Page 1 of 1

Federated Monitoring with Graphing

Posted: Sun Aug 31, 2014 7:17 am
by mikew
I am setting up a distributed monitoring system with several hundred Nagios Core servers reporting back to a central Nagios XI server. This is a POC for an organization with many remote sites.

One of the requirements is to have graphing transferred from the remote sites to the Nagios XI server. So at this point the remote sites are Nagios Core 4.0.8 using nagiosgraph. Each of these sites will obsess over services and so I have modified the service_check command to include perfdata which is transferring to the Nagios XI server. I can see the perfdata stats in the service check results.

Problem:
Graphs are not building on Nagios XI even though perfdata files are transferred and the xml and rrd files are building. The problem is probably the format of the nagiosgraph perfdata and the highcharts used on Nagios XI.

Question:
Is there a way to convert that data so it will build perfdata charts on Nagios XI or is there a graphing solution I can install on the Nagios Core 4 that will work with Nagios XI?

Re: Federated Monitoring with Graphing

Posted: Tue Sep 02, 2014 1:53 pm
by abrist
If you push the full check results, they should include the perfdata which will be processed by the central server as any old check with perfdata. Do you have a sample of the outbound check perfdata that is not graphing?

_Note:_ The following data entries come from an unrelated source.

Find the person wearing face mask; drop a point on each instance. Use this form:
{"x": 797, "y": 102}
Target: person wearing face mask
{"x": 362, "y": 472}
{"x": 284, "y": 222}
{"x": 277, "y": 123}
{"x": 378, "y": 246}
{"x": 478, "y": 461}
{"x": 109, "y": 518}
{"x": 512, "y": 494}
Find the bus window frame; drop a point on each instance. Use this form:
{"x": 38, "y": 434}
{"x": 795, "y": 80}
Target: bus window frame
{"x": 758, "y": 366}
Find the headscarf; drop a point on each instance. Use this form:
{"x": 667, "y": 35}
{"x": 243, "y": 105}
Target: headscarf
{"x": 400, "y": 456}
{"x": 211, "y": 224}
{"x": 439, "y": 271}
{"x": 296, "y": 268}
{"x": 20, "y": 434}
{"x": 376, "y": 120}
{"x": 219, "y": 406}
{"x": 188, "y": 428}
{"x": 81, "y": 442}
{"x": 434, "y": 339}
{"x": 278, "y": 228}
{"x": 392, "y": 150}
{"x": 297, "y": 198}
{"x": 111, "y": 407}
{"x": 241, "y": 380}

Re: Federated Monitoring with Graphing

Posted: Tue Sep 02, 2014 2:30 pm
by mikew
So the checks are coming in as they are listed in /var/log/messages and seem to have perfdata:

Here are two examples from the XI server:
HTTP OK: HTTP/1.0 200 OK - 19564 bytes in 0.092 second response time time=0.091918s:::0.000000 size=19564B:::0

PING OK - Packet loss = 0%, RTA = 21.08 ms rta=21.083000ms:200.000000:600.000000:0.000000 pl=0%:20:60:0


Sep 2 15:27:29 wxi xinetd[11298]: START: nsca pid=32715 from=::ffff:107.170.214.33
Sep 2 15:27:30 wxi xinetd[11298]: EXIT: nsca status=0 pid=32715 duration=1(sec)

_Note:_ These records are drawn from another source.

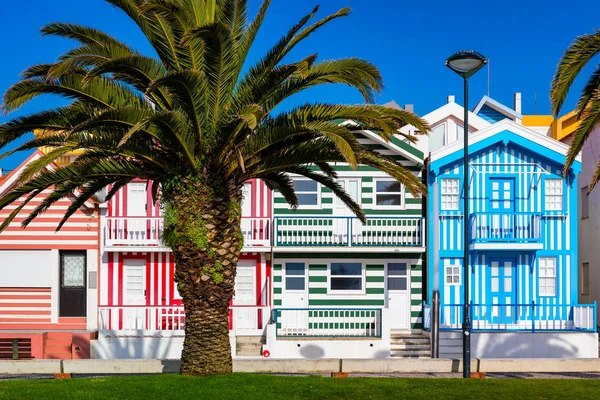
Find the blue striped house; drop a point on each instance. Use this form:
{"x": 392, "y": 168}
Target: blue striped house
{"x": 522, "y": 239}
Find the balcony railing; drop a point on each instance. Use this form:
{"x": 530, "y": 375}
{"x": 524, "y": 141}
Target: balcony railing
{"x": 349, "y": 231}
{"x": 172, "y": 318}
{"x": 147, "y": 231}
{"x": 327, "y": 322}
{"x": 519, "y": 317}
{"x": 505, "y": 227}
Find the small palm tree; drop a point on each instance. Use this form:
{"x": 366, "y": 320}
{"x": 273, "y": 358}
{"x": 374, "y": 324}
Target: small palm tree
{"x": 196, "y": 125}
{"x": 577, "y": 56}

Re: Federated Monitoring with Graphing

Posted: Tue Sep 02, 2014 4:23 pm
by sreinhardt
There is no pipe to separate out standard responses from perfata, I believe they should look like:

Yours:
HTTP OK: HTTP/1.0 200 OK - 19564 bytes in 0.092 second response time time=0.091918s:::0.000000 size=19564B:::0

PING OK - Packet loss = 0%, RTA = 21.08 ms rta=21.083000ms:200.000000:600.000000:0.000000 pl=0%:20:60:0

What nagios expects:
HTTP OK: HTTP/1.0 200 OK - 19564 bytes in 0.092 second response time | time=0.091918s:::0.000000 size=19564B:::0

PING OK - Packet loss = 0%, RTA = 21.08 ms | rta=21.083000ms:200.000000:600.000000:0.000000 pl=0%:20:60:0

This would definitely cause the perfdata to show in short and long output, but not be processed properly for pnp\nagios to handle.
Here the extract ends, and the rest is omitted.